Business Name: aSuiteStay, a travel agency focused on inbound and outbound Africa travel
Type of Business: Other — Hospitality Tourism
Business Location: Philadelphia, Pennsylvania, United States
Reason for starting
I have a passion for entrepreneurship and spent many years in school trying to find what it is that I love to do the most. I discovered that the challenge of running my own business gave me the thrill I need to stay dedicated each day. My reason for starting aSuiteStay is because I ran a small Concierge company in Ghana before graduate school. I saw the need for a solution to corporate housing, and the great increase in business travel to the developing world, particularly Africa. After spending some time at school, taking Wharton classes, and seeing the bigger picture, I decided to return and change the services that I did into a bigger business.
How do you define success?
My perception of success is meeting the goals you have set for yourself and being happy while achieving them. If you go to school to become a doctor or a lawyer and you absolutely hate going to work each day, you may have succeeded in the eyes of everyone else, but not for yourself. Success is loving what you do, setting goals, achieving them, and feeling personal gratification.

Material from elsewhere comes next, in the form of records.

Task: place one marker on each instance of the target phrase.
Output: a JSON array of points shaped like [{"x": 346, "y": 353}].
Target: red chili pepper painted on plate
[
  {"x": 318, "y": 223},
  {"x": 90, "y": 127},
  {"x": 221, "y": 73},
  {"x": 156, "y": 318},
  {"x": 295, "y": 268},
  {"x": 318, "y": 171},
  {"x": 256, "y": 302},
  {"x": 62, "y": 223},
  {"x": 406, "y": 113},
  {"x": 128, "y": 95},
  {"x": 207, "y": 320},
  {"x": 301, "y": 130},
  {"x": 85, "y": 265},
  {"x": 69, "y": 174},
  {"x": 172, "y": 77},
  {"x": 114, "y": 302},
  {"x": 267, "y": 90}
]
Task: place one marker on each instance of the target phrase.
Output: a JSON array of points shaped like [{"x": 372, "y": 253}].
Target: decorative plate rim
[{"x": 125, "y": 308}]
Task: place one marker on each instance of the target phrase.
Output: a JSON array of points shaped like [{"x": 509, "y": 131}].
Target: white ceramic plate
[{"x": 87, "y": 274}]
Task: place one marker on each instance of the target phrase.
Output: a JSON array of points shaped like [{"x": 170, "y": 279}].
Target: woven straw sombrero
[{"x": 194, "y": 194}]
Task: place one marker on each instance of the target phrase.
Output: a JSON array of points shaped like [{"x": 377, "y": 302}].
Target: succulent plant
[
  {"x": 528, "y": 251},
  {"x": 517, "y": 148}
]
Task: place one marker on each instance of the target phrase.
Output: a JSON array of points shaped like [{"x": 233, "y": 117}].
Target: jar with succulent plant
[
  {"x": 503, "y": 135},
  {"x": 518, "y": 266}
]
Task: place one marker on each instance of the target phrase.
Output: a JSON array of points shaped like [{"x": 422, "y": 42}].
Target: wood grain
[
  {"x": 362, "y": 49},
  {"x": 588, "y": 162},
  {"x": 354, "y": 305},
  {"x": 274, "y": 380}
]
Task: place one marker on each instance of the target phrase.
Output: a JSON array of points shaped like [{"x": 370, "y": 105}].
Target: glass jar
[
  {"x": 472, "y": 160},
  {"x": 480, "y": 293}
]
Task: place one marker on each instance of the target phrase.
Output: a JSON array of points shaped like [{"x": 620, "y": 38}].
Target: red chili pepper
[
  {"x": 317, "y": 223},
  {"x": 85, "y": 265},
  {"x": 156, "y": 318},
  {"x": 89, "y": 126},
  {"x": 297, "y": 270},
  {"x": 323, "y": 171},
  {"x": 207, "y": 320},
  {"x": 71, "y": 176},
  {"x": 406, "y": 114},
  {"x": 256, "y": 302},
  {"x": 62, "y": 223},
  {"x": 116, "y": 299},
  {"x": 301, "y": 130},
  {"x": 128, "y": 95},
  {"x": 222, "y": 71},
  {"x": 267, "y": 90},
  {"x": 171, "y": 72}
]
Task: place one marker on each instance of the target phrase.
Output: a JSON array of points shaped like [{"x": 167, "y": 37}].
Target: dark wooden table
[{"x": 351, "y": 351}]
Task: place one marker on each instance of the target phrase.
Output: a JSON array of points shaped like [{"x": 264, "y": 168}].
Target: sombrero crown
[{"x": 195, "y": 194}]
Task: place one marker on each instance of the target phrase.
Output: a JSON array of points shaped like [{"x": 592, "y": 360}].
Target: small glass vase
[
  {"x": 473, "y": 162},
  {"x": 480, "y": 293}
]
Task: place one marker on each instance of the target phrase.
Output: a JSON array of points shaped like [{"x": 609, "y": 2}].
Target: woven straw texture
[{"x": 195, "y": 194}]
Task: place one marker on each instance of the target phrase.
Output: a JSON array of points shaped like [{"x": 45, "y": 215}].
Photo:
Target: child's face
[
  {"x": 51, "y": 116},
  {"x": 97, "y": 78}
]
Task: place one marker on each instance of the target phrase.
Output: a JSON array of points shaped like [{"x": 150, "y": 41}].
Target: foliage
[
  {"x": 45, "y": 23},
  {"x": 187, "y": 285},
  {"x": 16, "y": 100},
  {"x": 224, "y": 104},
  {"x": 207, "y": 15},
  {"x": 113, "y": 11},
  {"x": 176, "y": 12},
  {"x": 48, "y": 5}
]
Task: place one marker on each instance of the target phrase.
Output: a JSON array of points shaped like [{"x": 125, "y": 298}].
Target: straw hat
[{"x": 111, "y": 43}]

I believe my biggest success was being able to let go of the norm and accept that I want to work on my hospitality start-up and not work at a law firm. I came to law school knowing that I wanted to do something different but it was such a challenge for me being in an environment where everyone is strongly encouraged to work at a firm. I decided this year to apply to the Wharton Venture Initiation Program and start work on my venture. There were over 40 applicants and all of the business ideas were so well planned and presented so well. I was shocked when I gained acceptance but I used that to help me realize that the time was now for me to work on my business, and I haven’t stopped ever since.
What is your top challenge and how have you addressed it?
Starting a business in Africa is so much different from starting a business here in the states. Trying to find a great team to work with, and staff to hire to make sure everything is done properly has been challenging because there is so much work to be done. From perception changes to dealing with power outages, the tasks involved will not be easy and dedication is key. I started a business in Ghana before as I mentioned earlier, and I have worked with my family hospitality business for years. Business in Ghana is 24/7, when you are in charge of making sure operations are going as planned, it is quite a bumpy ride. Finding a team that will get back up when they are knocked down, is quite the challenge.
Who is your most important role model?
My father is my biggest role model. He has consistently taught me entrepreneurship and how to take on risks. He left his career in finance in NYC to move to Ghana, West Africa to work in politics and start a business. Our small hotel business has grown and changed over the years, and whatever opportunity there is, he is willing to take it on. It is that entrepreneurial spirit that made me who I am today. Working with him after college helped me to see the bigger picture and want to do more with my knowledge and skills.